Unfortunately, America’s thermostat may be broken.
There is a model for understanding public opinion known as “thermostatic public opinion.” First spelled out in a 1995 paper by political scientist Christopher Wleizien, the concept suggests that the public acts as a thermostat, reacting in response to the actions the government takes. Consider how a thermostat in your home works: If it is too hot, it will trigger the air conditioner to make things cooler; if it is too cold, it will turn on the heat. It suggests a sort of equilibrium where preferences will shift back and forth.
In governance, it means that the people elect a government to do a certain set of things and then turn a bit against them once those things are put into place. In moments where the government enacts policies that are more rightward leaning, the public swings to prefer policies more to the left. When the government does things that are more liberal, there is a rightward shift in public opinion.
In recent years, we saw this “thermostat” in action with major changes, including Obamacare, a policy that was not beloved after its passage but became quite popular once Republicans took control in Washington and threatened to repeal it. Perhaps this “thermostatic” behavior on the part of voters is why newly elected presidents tend to have such rocky first-term midterm elections — the public shifts to nudge governance back the other way, to keep things from getting too cold or too hot in either direction.
My worry today is that our nation’s thermostat is on the fritz. Upon President Trump’s election, there was absolutely a backlash against him that fueled a leftward lurch among many institutions. If Trump represented an extreme and abrupt shift in governance, like opening a window on a frigid winter day, the thermostat sent the furnace into overdrive to correct for that.
As New York Times columnist Ross Douthat has written, things such as the Black Lives Matter movement and #MeToo may have flourished in part as a reaction against a president like Trump. It seems less likely that Democrats would have taken positions outside the mainstream, such as decriminalizing illegal border crossings, were it not as a response to extreme actions on the part of the Trump administration, such as child separation.
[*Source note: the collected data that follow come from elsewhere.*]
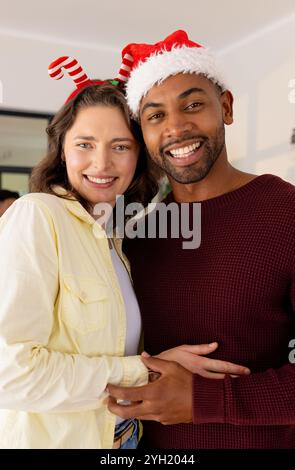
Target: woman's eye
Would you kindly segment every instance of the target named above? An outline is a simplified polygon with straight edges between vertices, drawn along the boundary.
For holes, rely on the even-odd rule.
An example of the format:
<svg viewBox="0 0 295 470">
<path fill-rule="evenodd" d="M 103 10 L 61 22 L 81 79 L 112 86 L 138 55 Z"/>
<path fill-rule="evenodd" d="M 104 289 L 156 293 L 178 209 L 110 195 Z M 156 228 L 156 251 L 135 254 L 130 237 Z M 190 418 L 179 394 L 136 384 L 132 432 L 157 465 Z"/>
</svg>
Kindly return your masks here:
<svg viewBox="0 0 295 470">
<path fill-rule="evenodd" d="M 116 145 L 115 150 L 119 150 L 119 152 L 125 152 L 126 150 L 129 150 L 130 147 L 128 145 Z"/>
<path fill-rule="evenodd" d="M 77 147 L 80 147 L 81 149 L 89 149 L 91 148 L 91 144 L 88 144 L 87 142 L 81 142 L 80 144 L 77 144 Z"/>
</svg>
But the backlash to Trump wasn’t confined to elections or those in the machinery of governance, and that’s where the broken thermostat comes in. Without Trump, for instance, we would not have seen the rise of “Resistance” celebrity journalists and a media more willing to shed neutrality. Without Trump, perhaps elite higher education institutions would not have had demands from their own students who, claiming to feel unsafe, demanded even greater quashing of conservative thought and speech on campus. Corporate America also increasingly became political in the Trump era, weighing in on cultural and political issues to further their brand.
The problem is that while Democrats moved left in response to Trump’s power in government, conservatives began running the other direction, not as a counter to government policy but as a reaction to every institution that wasn’t government. Ask a Trump voter in a focus group and they’ll tell you there’s widespread feeling on the Right that as the political Left has moved ever leftward, it has done so in the Trump era with the increasingly enthusiastic support of tech companies, the media, cultural and academic institutions, and more.
So while the Left is acting thermostatically in response to what they view as the extremes of Trump, the Right is acting thermostatically to what they view as the extremes of every other institution in America. This is only fueled by fragmented news consumption habits, where media organizations get more money from viewers, and viewers seek outrage. Therefore, whatever “the other side” is doing that is most outrageous, even if an isolated example on a small scale, gets top headlines and defines how one side sees the other.
Politicians this month have talked a lot about the need to “turn the temperature down.” They’re right that we desperately need to do so. But we also need to grapple with the fact that the thermostat might be broken. It isn’t just about governance anymore, and it will take more than a new president to repair.